People typically learn through exposure to visual stimuli associated with linguistic descriptions. For instance, teaching visual concepts to children is often accompanied by descriptions in text or speech. This motivates the question of how this learning process could be computationally modeled. In this dissertation we explored three settings, where we showed that combining language and vision is useful for machine perception using images and videos.
First, we addressed the question of how to utilize purely textual description of visual classes with no training images, to learn explicit visual classifiers for them. We propose and investigate two baseline formulations, based on regression and domain transfer that predict a classifier. Then, we propose a new constrained optimization formulation that combines a regression function and a knowledge transfer function with additional constraints to predict the classifier parameters for new classes. We also proposed kernelized models, which allow utilizing any kernel functions in the visual space and text space. We applied the models to predict visual classifiers for two fine-grained categorization datasets, and the results indicate successful predictions against several baselines.
Second, we modeled searching for events in videos as a language and vision problem, where we proposed a zero-shot event detection method using multi-modal distributional semantic embedding of videos. Our zero-shot event detection model is built on top of distributional semantics and extends it in the following directions: (a) semantic embedding of multimodal information in videos (with focus on the visual modalities), (b) automatically determining relevance of concepts/attributes to a free text query, which could be useful for other applications, and (c) retrieving videos by free text event query based on their content. We validated our method on the TRECVID MED (Multimedia Event Detection) challenge. Using only the event title as a query, our method outperformed the state-of-the-art that uses big descriptions.
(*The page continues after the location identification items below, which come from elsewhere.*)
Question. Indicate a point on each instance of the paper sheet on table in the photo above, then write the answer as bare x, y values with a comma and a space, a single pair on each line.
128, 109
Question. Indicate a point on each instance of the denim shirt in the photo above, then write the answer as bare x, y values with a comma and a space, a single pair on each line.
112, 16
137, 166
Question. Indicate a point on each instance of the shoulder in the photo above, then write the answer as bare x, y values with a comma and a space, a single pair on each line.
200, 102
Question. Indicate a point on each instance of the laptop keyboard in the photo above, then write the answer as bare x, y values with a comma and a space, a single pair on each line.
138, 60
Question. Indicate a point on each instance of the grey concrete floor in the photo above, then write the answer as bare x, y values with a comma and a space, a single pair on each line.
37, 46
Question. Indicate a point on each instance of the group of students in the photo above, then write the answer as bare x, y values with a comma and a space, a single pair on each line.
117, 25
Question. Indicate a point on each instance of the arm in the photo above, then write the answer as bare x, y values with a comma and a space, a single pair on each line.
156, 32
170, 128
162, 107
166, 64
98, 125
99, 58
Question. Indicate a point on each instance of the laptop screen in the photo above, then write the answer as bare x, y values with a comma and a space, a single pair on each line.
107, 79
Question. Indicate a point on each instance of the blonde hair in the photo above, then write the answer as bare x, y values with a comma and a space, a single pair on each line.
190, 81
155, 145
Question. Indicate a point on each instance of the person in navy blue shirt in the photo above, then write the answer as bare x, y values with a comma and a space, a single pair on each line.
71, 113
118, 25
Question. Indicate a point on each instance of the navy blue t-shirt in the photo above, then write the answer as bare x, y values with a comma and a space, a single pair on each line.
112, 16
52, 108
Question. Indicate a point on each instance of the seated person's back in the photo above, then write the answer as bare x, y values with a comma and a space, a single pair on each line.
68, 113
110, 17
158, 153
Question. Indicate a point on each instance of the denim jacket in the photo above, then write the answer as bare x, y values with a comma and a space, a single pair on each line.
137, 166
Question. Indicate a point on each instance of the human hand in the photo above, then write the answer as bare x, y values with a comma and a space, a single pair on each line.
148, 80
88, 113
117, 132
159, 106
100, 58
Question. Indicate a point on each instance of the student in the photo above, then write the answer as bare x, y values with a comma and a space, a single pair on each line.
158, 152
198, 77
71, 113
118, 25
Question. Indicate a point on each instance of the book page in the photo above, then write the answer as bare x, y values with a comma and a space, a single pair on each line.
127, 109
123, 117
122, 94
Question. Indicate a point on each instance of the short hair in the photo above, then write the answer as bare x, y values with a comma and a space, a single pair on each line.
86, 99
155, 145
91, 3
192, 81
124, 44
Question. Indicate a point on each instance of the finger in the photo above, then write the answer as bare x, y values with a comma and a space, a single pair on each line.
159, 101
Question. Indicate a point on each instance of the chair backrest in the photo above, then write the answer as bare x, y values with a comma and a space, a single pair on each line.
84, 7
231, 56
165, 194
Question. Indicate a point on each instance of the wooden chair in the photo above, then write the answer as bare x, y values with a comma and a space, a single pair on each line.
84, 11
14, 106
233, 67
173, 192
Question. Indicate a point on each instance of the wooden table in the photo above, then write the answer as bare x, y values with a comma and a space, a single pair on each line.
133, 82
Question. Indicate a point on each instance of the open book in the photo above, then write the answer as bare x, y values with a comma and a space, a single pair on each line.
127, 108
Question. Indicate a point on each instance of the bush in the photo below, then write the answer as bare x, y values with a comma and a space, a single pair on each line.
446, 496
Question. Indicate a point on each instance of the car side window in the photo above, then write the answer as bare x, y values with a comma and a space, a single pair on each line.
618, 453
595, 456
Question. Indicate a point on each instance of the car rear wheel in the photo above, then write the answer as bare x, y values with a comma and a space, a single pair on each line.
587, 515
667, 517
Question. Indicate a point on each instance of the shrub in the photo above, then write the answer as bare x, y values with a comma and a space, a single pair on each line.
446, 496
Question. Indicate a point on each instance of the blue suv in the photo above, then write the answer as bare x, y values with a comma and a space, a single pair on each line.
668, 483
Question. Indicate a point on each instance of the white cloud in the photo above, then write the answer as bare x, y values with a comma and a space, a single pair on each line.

Third, and motivated by the aforementioned results, we proposed a uniform and scalable setting to learn unbounded number of visual facts. We proposed models that can learn, not only objects, but also their actions, attributes and interactions with other objects, in one unified learning framework and in a never-ending way. The training data comes as structured facts in images, including (1) objects (e.g., <boy>), (2) attributes (e.g.,<boy, tall>), (3) actions (e.g., <boy, playing>, and (4) interactions (e.g., <boy, riding, a horse >). We have worked on the scale of 814,000 images and 202,000 unique visual facts. Our experiments show the advantage of relating facts by the structure in the proposed models compared to four designed baselines on bidirectional fact retrieval.